Brasilia architect Oscar Niemeyer wins Gold Medal
Oscar Niemeyer, architect of Brasilia, is the RIBA Royal Gold Medallist for 1998. Niemeyer, 91, has beaten names thought to include Frank Gehry and Cesar Pelli. His merits were debated by a jury chaired by institute president David Rock and including Sir Michael Hopkins, Professor Peter Carolin, Ian Latham, Amanda Levete, Stuart Lipton and Professor Robert Maxwell.
'I am very happy, ' Niemeyer said of the news. 'I have spent my entire life at the drawing board, just thinking about architecture.'
An 'unassuming and humble man' according to 1996 Gold Medal winner and one-time colleague Harry Seidler, Niemeyer was inspired by Le Corbusier. He worked with him on designs for the Ministry of Health and Education Building in Rio de Janeiro. Corb told him, 'Architecture is invention.'
That collaboration continued in 1939 with the Brazilian pavilion at the World's Fair in New York, and between 1947 and 1952 when the pair were on an international team working on the United Nations Building, again in New York. But he is best known for his buildings in Brasilia, where he worked with masterplanner Lucio Costa. This is where Niemeyer's civic buildings lie - the Presidential Palace, the seat of government, the Federal Supreme Court and, most spectacularly, the National Congress with its twin towers, dome and inverted dome. Other buildings of special note include the Communist Party Headquarters in Paris (see News in Pictures, pages 10-11) - he himself was a communist for most of his working life - his own house in Rio, the Cultural Centre at Le Havre (1972) and the University of Constantine in Algeria. This last 100m-long building showed his interest in technology - in extending to the limit the tensile strength of reinforced concrete - as well as demonstrating the artistry in his work cited by the RIBA jury.

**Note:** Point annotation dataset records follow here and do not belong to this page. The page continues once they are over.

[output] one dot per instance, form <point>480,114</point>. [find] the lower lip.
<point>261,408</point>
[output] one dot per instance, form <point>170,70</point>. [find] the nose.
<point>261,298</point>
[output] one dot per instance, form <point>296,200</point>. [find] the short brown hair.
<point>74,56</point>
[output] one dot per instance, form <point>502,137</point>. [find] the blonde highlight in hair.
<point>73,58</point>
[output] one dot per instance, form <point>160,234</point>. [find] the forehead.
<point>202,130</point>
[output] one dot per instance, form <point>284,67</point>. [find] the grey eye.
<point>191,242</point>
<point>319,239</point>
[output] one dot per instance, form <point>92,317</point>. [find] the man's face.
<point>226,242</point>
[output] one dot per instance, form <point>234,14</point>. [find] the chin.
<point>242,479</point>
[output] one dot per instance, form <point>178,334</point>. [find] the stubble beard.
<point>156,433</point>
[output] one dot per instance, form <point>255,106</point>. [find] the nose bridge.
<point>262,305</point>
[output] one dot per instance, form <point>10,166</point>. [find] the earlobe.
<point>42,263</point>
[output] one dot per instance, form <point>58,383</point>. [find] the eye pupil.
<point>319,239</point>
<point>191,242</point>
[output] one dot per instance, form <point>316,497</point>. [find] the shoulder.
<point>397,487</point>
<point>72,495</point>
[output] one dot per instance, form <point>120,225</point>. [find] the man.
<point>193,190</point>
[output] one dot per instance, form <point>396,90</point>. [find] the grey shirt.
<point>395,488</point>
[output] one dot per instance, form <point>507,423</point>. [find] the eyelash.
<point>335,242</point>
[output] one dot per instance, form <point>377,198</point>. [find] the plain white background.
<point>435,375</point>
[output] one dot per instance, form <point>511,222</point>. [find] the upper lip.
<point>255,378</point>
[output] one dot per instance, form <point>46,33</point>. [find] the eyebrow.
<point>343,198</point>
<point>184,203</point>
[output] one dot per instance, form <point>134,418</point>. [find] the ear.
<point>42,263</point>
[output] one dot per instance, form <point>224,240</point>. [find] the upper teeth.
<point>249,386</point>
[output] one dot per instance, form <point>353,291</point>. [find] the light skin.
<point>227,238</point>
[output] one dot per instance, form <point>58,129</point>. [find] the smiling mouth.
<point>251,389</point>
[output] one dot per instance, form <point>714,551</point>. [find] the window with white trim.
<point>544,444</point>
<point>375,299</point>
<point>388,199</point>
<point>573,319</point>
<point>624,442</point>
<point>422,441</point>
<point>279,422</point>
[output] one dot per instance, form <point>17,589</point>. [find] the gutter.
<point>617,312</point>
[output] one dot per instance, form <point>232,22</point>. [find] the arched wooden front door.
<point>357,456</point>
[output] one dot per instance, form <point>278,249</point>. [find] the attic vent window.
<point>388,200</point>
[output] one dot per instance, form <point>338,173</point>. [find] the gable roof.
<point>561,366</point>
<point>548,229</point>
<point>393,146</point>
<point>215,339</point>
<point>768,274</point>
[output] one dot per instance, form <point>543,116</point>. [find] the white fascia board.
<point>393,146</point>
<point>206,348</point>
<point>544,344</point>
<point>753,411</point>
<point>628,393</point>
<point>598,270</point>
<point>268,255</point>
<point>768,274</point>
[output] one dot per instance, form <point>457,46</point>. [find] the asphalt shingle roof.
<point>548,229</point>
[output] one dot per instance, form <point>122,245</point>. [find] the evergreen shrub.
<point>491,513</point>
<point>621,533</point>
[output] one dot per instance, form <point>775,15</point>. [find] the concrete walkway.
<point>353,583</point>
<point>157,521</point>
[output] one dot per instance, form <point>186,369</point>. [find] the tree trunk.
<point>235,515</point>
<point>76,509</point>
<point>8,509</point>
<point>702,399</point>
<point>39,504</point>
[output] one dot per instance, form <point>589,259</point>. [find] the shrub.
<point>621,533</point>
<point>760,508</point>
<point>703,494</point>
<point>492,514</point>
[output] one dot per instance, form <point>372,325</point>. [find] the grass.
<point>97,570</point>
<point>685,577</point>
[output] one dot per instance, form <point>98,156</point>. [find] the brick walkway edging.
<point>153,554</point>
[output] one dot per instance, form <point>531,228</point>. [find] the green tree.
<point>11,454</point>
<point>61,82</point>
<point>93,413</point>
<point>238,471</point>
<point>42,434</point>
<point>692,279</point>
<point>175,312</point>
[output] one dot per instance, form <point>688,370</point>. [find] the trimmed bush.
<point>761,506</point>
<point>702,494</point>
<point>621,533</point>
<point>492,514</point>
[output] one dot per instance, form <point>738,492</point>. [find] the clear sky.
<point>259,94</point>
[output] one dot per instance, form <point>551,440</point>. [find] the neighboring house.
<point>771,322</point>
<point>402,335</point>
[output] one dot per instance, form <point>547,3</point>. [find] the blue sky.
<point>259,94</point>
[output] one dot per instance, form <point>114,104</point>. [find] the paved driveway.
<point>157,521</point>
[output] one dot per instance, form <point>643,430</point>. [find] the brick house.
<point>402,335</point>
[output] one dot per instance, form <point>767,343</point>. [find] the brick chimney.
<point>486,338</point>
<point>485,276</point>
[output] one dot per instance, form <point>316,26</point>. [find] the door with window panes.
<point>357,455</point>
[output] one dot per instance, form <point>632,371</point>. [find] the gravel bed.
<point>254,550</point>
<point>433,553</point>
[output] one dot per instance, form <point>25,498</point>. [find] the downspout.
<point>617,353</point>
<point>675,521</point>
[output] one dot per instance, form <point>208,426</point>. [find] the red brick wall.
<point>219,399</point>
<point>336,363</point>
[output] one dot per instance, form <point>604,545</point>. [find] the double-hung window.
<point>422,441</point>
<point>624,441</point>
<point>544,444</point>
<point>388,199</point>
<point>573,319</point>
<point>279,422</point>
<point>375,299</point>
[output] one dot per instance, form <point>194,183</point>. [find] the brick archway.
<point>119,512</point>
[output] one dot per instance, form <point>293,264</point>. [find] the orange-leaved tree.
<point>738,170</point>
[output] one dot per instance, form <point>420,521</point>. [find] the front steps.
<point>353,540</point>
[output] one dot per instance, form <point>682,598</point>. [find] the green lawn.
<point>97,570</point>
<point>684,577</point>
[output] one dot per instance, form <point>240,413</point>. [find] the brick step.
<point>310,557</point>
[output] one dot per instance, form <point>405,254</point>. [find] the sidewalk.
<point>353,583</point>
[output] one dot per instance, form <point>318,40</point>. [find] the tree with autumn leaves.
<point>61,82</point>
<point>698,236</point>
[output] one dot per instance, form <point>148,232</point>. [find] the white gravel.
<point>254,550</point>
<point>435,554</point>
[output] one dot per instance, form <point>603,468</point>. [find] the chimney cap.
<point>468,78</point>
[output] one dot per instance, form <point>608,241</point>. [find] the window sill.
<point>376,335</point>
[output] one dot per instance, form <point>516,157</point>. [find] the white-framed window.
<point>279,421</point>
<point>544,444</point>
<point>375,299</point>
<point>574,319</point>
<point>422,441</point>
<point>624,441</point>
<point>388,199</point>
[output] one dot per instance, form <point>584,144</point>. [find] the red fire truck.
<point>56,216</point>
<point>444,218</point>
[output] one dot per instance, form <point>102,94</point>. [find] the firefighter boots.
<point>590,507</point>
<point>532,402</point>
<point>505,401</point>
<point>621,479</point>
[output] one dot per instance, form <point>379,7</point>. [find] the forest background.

'It is quite proper to refer to an art of architecture with Niemeyer, since he has never had any doubt about what the architect has to do, ' the jury said. 'His buildings have no need of our rhetoric, their forms communicate directly. They express beauty, elegance, daring, innovation and function.' The citation added that his vision was of architecture as 'inspired structure', with a duty to satisfy needs and then meet aspirations: 'poetry rather than prose'.
Niemeyer is currently working on a cultural centre in Barra da Tijuca in Rio and a museum in Niteroi. He is planning to come to this country to accept the award, although his intense fear of flying - down to Rio or beyond - may be a hindrance.